Although nobody seems to know that in Singapore, "Condominium" (or "Condo" in short) is a legal term for a estate where individual owners have the right to use and sell a certain unit, while common facilities (ground, corridor, facade, pool, etc.) are commonly owned.
HDBs have a different legal ownership structure, and individually owned houses on separate plots ("landed property") are also not Condos. Everything else is, regardless of facilities.


----------



## simonsays

BBCWatcher said:


> Well then, OK. We're quite happy with our "private estate."






> If you really want a swimming pool, there are community pools in Singapore. Look at "private estates" or HDB units near those community pools.
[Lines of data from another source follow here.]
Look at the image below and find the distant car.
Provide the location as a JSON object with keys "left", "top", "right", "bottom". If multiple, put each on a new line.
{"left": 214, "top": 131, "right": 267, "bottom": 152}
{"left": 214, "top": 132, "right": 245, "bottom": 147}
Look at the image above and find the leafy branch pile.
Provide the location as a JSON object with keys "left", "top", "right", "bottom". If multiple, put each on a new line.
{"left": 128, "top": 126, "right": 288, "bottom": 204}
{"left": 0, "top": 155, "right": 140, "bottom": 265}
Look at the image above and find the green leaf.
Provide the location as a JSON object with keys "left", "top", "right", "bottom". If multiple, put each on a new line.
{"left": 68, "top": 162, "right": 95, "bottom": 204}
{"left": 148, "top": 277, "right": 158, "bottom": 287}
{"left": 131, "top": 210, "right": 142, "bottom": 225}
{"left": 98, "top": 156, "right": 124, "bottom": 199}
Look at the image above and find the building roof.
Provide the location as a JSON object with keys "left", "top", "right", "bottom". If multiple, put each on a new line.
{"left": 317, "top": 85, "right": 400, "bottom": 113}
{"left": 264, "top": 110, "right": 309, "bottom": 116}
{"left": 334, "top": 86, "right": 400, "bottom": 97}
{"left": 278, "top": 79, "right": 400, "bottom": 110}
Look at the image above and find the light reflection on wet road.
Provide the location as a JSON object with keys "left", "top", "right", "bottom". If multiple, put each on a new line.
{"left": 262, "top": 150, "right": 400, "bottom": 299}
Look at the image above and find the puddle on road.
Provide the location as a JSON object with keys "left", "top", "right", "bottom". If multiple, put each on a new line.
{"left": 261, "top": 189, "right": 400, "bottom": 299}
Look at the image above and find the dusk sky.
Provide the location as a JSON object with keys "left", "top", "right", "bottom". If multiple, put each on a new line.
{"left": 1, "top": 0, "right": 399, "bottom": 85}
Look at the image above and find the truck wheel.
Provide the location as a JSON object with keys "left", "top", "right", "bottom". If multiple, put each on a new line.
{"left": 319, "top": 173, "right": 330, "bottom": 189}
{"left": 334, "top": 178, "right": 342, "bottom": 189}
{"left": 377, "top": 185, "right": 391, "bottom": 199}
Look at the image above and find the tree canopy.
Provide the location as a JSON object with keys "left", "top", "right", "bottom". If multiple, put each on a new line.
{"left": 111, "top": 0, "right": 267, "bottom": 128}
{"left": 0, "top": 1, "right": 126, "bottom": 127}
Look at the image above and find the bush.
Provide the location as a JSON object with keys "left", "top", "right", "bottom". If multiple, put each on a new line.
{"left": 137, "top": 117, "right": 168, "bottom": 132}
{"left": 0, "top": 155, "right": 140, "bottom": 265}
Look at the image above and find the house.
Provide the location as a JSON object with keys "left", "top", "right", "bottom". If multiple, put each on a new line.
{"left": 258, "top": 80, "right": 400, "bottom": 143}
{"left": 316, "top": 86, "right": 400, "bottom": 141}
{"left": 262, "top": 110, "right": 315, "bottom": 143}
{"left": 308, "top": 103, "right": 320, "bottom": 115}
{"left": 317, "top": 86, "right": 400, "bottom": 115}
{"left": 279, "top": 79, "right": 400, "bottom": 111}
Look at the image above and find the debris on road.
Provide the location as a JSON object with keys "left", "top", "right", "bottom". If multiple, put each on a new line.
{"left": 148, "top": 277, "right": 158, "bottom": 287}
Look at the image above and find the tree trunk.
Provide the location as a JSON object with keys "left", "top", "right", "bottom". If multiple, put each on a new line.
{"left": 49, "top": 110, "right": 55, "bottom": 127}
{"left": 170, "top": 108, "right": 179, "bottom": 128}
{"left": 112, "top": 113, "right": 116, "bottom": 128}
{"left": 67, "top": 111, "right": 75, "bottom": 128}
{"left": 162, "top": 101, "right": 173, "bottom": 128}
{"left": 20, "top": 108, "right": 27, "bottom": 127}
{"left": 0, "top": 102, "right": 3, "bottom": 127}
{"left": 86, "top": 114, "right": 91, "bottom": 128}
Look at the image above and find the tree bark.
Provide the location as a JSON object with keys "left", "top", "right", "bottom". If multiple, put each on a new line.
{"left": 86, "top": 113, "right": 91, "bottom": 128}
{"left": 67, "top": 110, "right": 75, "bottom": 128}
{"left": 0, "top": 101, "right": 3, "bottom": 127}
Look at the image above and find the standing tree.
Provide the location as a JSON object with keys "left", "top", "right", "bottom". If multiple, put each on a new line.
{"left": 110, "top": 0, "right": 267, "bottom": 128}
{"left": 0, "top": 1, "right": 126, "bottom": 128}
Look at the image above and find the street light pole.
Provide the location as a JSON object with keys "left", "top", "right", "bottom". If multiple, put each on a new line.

Then you can decide whether the several hundred dollars per month that a pool typically adds to your rental price, other things being equal, is worth the higher price versus paying a dollar or two each time you visit the nearby community pool. (And also whether the community pool is any better or worse than a private condo's pool.) It just depends on how you personally value amenities, that's all -- there's no universally "right" or "wrong" answer here.


then again, the way things are going, foreigners may be charged higher rates, much higher rate, than residents.

Like the Sportshub facilties .. 

If Swimming pool, Gym etc are a must-have, go condo

If they are not needed, then get a HDB unit, on a 1 year lease, to figure out stuff, and then see if you want to upgrade or stay HDB, is my 2 cents..

SGMY, define Luxurious ??


----------